Pages

Monday, 15 August 2016

Death and The Seaside - book launch



by Maryom


Although Alison Moore's latest novel Death and the Seaside was published on the first of this month, the launch party didn't take place till last Friday(12th), so that evening we drove over to Nottingham Waterstones for an evening of book-ish chat, nibbles and drinks. There we ran into quite a number of friends from Nottingham's writing community, several of whom we've met through Nottingham's bid for City of literature status, as well as, obviously, the star of the evening Alison Moore.

After a while for chatting and grazing the refreshments, the formal part of the event got underway with a reading from the second chapter of Death and the Seaside which introduces the main character, Bonnie Falls (if you've read the book, you'll know why that chapter, not the first). It's always interesting to hear an author read their own work, as they often place emphasis on a different word or phrase to my internal reading, and can throw a different light on the story. Hearing an early section of the book again, I was struck by how many seemingly unimportant things foreshadow events later in the story.

This was followed by a really interesting Q+A session. People are always interested to know about writers' habits, where and when they work, do they have a routine, a special notebook, but I was more engrossed in the questions revolving around the ideas that went into the novel itself.

Death and The Seaside is Moore's third novel; "a psychological thriller about life, art, and inescapable fate" being how I described it in my review.  It started life while she was in the coastal town of Seaton and working on The Harvestman; a short story, again set by the seaside, about fear, and how fear can actually attract danger. So some of the themes that went on to be developed in Death and the Seaside were already present then, and even Seaton itself figures in the novel.

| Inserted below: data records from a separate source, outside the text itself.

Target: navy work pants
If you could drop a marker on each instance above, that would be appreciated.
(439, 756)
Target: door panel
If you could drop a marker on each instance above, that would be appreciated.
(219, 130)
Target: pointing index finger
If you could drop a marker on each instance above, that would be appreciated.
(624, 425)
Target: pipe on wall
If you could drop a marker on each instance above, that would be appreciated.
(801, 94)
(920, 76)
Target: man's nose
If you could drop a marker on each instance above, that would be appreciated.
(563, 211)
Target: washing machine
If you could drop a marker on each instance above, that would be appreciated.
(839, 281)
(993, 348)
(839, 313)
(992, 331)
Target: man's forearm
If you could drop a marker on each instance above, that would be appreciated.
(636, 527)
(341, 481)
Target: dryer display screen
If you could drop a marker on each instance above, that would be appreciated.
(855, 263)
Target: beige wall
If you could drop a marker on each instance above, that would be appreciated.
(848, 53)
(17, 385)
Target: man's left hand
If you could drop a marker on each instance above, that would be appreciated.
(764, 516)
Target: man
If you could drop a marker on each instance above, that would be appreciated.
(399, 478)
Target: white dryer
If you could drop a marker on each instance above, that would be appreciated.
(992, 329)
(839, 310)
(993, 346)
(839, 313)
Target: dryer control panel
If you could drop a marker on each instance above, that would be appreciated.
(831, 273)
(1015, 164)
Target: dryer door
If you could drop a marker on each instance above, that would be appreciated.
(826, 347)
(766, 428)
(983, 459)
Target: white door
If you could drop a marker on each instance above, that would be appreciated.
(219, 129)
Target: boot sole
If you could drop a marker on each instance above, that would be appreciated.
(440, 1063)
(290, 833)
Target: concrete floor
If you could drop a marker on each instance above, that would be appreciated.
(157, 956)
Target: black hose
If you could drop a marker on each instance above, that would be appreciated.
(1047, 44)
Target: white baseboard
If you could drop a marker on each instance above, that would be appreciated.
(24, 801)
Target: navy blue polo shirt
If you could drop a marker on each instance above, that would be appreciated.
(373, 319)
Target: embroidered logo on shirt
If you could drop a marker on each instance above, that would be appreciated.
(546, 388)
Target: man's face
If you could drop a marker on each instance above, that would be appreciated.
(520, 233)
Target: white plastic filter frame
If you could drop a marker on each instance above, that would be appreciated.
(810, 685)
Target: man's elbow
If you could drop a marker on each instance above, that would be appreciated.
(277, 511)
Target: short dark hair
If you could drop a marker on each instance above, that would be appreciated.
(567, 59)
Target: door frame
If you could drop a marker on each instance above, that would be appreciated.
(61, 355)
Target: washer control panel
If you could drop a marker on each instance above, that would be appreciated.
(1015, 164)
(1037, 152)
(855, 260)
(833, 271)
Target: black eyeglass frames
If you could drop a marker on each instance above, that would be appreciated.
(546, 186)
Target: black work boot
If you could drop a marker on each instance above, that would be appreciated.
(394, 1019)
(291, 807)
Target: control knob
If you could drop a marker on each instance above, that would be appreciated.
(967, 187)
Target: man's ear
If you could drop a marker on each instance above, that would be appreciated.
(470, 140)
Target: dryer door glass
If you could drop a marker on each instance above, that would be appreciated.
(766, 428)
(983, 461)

Responding to prompts from the audienece, Moore went on to talk about the wider role of 'the seaside' in European novels - how it's a place that characters arrive at when in crisis, or at a pivotal point in their lives; the story being resolved either by death in the sea, or, having come to a life-changing decision, the character then returns to their 'inland' life. It's all rather contrary to our every-day view of the seaside as a jolly place for summer holidays.
All of this gave me a lot of food for thought. Firstly as in my review of Death and the Seaside, I'd concentrated on psychological manipulation and living up (or down) to people's expectations, rather than seaside-related symbolism, and also because I'd recently read Elly Griffiths' crime novel The Crossing Places which references an Iron Age belief that the places where water and land met and merged - tidal flats, marshlands, bogs - were special zones at which the barrier between life and death was thin.
They may not all be relevant in this case but I'm really hoping I can make time to re-read Death and the Seaside soon, with these thoughts in mind.